第343話あの心音淡雪が色んなお酒飲んでみた2

「すみませーん!」


 私がそう呼んだのを合図に、待機していたライバーが、その赤髪を靡かせながら登場する。


「お客様、ご注文がお決まりですか?」

「はい。とりあえず生お願いします」

「とりあえずで生……お盛んですね」

「何か勘違いしてません?」

「まさか。ご注文の方、承りました。少々お待ちください」


 怪しい部分がありつつも注文を受けてくれたライバーが、一旦私の席を離れ、画面外へと消えていく。


「オーダー入ります! 生一発!」

「ごめんなさい訂正! 生ビールをください!」

「なんだそっちか」


 この相変わらずの下ネタ具合。もうお分かりの通り最初のゲストは、赤髪のノーサンクスこと二期生の聖様だ。


コメント

:聖様じゃんwww

:訂正しなかったら何が出てきたんだろう……

:少なくとも生ビールで一発とは言わんわな

:何も出てこないんじゃないですかね、生だし

:絶対これがやりたくて聖様ビール役になっただろw

:最初はやっぱりビールだよな!


「お待たせしました。こちら、ご注文の生ビールになります」

「どうも……」


 目の前にある机にビールが入ったジョッキが置かれる。泡とビールの比率まで完璧で、人によっては見るだけで喉が鳴る代物だろう。

 寸劇も程々に、企画の主旨に入る。

 

「見た目はおいしそうに見えるんですけど……匂いで不安になるなぁ……」

「淡雪君はビールも飲んだことないんだよね」

「はい。ブラック企業戦士だった時も、飲まされる時間があるなら働かされるタイプの会社にいたので」

「なるほどねぇ。ビールは慣れれば美味しいんだけど、初めては苦手って思う人が多いのは事実だと思うよ」

「ですよねぇ……なんというか、私の好きな果物系とはかけ離れた匂いがするんですよ……」


コメント

:定番になってるけど、酒の中でも結構癖が強い方だよな

:俺は最初ゲロった

:でも慣れるとうまいというか癖になるんですよこれが


「では……いただきます」


 躊躇していては企画にならない。早速重たいジョッキを口元に運び、まずは一口だけ……。


「ごくっ」


コメント

:飲んだ!? 飲んだぞ!?

:あのシュワちゃんが……遂にストゼロ以外を……

:おお

:見ちゃいけないものを見てる気分

:それはいつもでしょ


「ん!?」

「淡雪君!?」


 だが、ほんの少し口を付けたところで、私はジョッキをバン!と机に戻し、顔を両手で覆ってしまった。
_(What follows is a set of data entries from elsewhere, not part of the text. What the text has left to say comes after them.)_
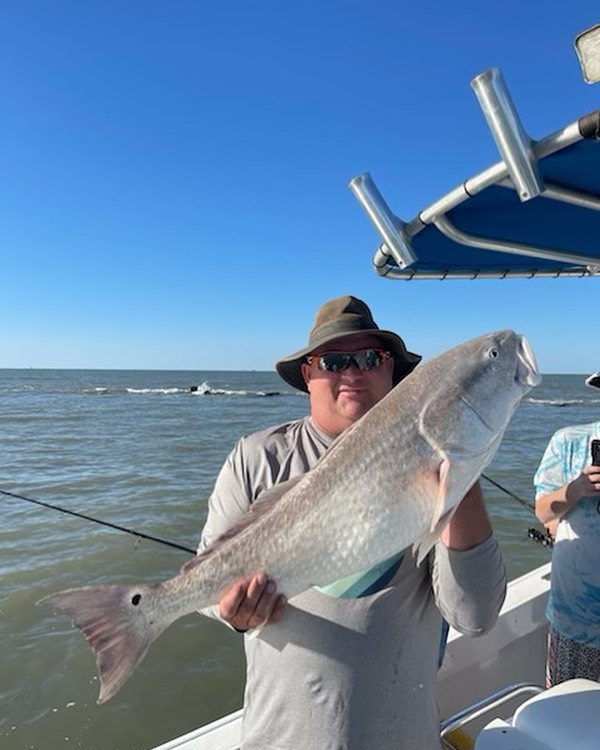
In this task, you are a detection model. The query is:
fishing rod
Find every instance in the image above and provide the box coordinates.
[0,490,196,555]
[0,474,553,555]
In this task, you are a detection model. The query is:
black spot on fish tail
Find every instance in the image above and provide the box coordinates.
[38,584,171,703]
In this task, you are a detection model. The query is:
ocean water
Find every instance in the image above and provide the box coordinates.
[0,370,600,750]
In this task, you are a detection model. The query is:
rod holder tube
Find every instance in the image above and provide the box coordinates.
[349,172,417,268]
[471,68,544,201]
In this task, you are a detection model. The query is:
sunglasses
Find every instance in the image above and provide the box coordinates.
[306,349,391,372]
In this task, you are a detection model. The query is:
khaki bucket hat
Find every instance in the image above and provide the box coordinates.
[275,295,421,392]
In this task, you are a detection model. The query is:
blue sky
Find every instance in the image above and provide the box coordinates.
[0,0,600,372]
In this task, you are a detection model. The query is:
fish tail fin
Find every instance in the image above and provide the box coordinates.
[38,584,169,703]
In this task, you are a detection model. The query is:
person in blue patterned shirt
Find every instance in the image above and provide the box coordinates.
[533,376,600,687]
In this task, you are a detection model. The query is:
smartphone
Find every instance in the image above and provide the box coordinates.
[592,440,600,466]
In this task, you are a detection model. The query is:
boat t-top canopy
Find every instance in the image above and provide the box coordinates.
[350,47,600,279]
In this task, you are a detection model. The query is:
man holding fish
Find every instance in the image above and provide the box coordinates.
[200,296,506,750]
[41,297,540,750]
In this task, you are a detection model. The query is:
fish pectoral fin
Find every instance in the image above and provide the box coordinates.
[429,458,452,534]
[413,458,456,565]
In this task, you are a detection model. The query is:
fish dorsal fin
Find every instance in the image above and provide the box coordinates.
[181,474,305,573]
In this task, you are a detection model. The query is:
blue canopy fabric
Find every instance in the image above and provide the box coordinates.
[373,113,600,279]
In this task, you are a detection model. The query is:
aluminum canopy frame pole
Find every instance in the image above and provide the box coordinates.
[471,68,544,201]
[350,172,417,268]
[350,48,600,280]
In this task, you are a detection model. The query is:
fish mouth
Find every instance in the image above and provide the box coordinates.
[515,336,542,388]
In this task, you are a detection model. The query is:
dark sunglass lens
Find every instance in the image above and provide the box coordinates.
[354,349,381,372]
[319,352,350,372]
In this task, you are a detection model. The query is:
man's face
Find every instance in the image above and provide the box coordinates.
[302,335,394,437]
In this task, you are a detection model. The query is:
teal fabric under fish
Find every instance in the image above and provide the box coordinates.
[315,552,404,599]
「だ、大丈夫かい!? そんなにまずいなら無理しなくても」

「いえ、違うんです…………あの……あの人の顔が浮かんじゃって……」

「あぁ、浮気シチュに興奮しちゃったんだねこのエロ女が!」

「ボケがツッコミをやるとダメになるいい例」


コメント

:割り切れてないやん笑

:あの人って顔どこなの? 全体? それとも商品名?

:そもそも人じゃない定期

:聖様、ツッコミがなっちゃいないよ……

:VTuberが清楚をやるとダメになるいい例が何を言っているのか


 一瞬動揺してしまったが、真面目なレビューに移る。

 一口だけ飲んでみた段階の感想だけど……はっきり言ってとても美味しいとは思えないものだった。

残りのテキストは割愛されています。